The wrestling business was always a very exclusive club. Like, there was never more than maybe 2000 worldwide. You know how many there are now? One hundred. Because of the way business is done now, they use one spot to spread it all over the world.

SD: Why is that bad for wrestling?

PV: If you're a wrestler now and you're just trying to break into the business, you haven't got a chance.

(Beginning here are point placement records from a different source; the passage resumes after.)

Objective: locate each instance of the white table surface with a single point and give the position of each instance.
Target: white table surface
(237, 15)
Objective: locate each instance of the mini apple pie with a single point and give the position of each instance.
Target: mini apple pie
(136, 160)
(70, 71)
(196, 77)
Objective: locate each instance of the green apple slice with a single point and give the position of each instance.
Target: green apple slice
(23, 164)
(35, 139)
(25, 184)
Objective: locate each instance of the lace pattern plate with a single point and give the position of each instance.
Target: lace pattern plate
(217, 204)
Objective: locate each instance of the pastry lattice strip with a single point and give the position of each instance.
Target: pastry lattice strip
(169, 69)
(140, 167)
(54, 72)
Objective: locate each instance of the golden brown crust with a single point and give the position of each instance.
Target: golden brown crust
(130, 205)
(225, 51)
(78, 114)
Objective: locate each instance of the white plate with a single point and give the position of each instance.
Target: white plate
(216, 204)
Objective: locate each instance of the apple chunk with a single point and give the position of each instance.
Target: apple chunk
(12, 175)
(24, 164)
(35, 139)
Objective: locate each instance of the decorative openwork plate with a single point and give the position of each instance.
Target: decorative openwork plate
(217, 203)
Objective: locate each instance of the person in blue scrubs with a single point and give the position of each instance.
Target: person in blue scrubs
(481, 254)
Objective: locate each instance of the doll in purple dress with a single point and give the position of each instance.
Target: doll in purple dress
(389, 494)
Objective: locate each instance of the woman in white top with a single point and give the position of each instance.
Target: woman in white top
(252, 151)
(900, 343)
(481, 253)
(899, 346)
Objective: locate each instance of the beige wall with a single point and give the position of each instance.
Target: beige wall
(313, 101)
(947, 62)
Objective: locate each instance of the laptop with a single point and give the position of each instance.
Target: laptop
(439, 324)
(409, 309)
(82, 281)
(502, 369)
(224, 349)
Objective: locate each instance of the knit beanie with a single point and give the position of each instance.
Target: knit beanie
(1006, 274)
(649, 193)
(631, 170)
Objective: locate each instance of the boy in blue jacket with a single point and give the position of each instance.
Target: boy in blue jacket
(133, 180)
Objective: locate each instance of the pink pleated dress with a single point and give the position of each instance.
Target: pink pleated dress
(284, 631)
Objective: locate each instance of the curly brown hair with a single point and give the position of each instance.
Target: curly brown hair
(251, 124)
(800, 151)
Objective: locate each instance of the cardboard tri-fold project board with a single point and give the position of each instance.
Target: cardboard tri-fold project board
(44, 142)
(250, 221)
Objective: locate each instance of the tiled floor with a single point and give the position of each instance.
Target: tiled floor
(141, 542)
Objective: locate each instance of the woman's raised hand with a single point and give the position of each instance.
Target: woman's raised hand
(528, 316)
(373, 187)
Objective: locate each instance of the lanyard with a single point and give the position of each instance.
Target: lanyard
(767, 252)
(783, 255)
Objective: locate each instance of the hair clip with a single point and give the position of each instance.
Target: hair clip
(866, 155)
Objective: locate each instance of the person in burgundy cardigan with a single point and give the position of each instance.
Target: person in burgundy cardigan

Wrestling is dead. It's a scandal now. The women are naked -- that part I like -- but it's not for family. We were outrageous. We did outrageous things, wild things, but we didn't swear, and they do that now. And there was always the good guy and the bad guy, but you knew that eventually the bad guy would get his, as it is in life.

But nowadays that's not the message they send. They have some clean-cut-looking young wrestler and he's not successful. In order to be successful he has to become a villain -- that's the message that they're sending. We tried to be villains, but still there was places, like in Vermont, upstate New York, Montreal, Toronto, people loved us! We were villains all our lives...

SD: What about the authenticity of moves? Is that something that upsets you?

PV: There's only one large promoter now, his name is Vince McMahon. World Wrestling Entertainment, his outfit is called. I knew him when he was a teenager. His father and myself, we were great friends. I saw him on late-night television, he's a billionaire, and they told him, 'Mr. McMahon, we know that you're getting rich and everything, but why is it that you put on such a violent show where kids can watch it?' He says, 'Well, don't worry about it.' He says, 'It's all staged, there's nothing true about it. We just give people what they want.'

Well, to hell with him, that's not what people want. There's a backlash, I'm thinking, that's in the works now, where they're getting a lot of heat from educators, parents, clergymen, anybody, because some outrageous things happen ...Having said that, the athletes are just as good, or probably somewhat better than we were, because they are asked to do some outrageous things.

SD: What about in your day? Were any of the moves fake? They were all real back then, right?

PV: Wrestling was a hard job. We never tried to kill anybody. We tried to beat one another, but we tried to take care of one another in this way that... the other guy that you were wrestling, he was trying to make a living just like you.

SD: And this backlash -- do you think that can change wrestling? Do you think there's a brighter future?

PV: It can, but it's not likely to, unless somebody sets out to do it ...I sort of have a plan in my head that wrestling could be turned around, but it would be really expensive nowadays. But I think you would have people greet you with open arms if you gave them an alternative to what the kids are watching now. McMahon tries to tell us it's a way of life now and that's not true. It's only that way because he does it that way, and he didn't have to do that, because people will love wrestling forever and ever.